Residu = Y – Ydakje.
Voor het percentage van de verklaarde variantie moet je kijken naar de waard evan de R
square. Als het bijvoorbeeld 0.048 aangeeft betekent dat er 4.8% van de variantie in de
afhankelijke variabele verklaard wordt door de onafhankelijke variabele. Dit betekent dat
95,2% van de variantie niet wordt verklaard door dit model.
Samengestelde schalen behandelen we alsof ze van interval meetniveau zijn Wanneer je
afhankelijke variabele nominaal of categorisch zijn is het niet mogelijk om lineaire regressie
te gebruiken. Er zijn wel andere regressiemethodes die geschikt zijn voor afhankelijke
variabelen van lagere meetniveaus, maar dat reikt verder dan we behandelen in deze cursus.

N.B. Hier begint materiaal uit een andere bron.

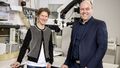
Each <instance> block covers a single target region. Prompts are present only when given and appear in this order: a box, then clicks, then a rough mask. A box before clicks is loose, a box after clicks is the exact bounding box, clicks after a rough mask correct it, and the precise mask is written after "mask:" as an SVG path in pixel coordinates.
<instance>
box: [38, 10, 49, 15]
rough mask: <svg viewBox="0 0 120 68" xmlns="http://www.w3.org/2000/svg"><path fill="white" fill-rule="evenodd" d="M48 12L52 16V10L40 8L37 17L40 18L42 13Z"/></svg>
mask: <svg viewBox="0 0 120 68" xmlns="http://www.w3.org/2000/svg"><path fill="white" fill-rule="evenodd" d="M43 11H44V12H47V13H48V16H49V15H50V10H49V9H48V8H40V9H39V10H38V11H37V16H39V15H40V14H41V12H43Z"/></svg>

Verschillende assumpties voor een lineaire regressieanalyse:
- Assumptie van lineairiteit
- Assumptie van afwezigheid van uitschieters
Als je een regressieanalyse wilt uitvoeren in SPSS:
- Analyze > Regression > Linear
- Bedenk wat de afhankelijke en onafhankelijke variabelen zijn en zet deze in de goede
vakjes.
- We willen verschillende assumpties controleren. Per assumptie staat aangegeven wat
je aan moet vinken om deze te kunnen controleren
o Afwezigheid uitschieters: klik op Save en vink standardized residuals.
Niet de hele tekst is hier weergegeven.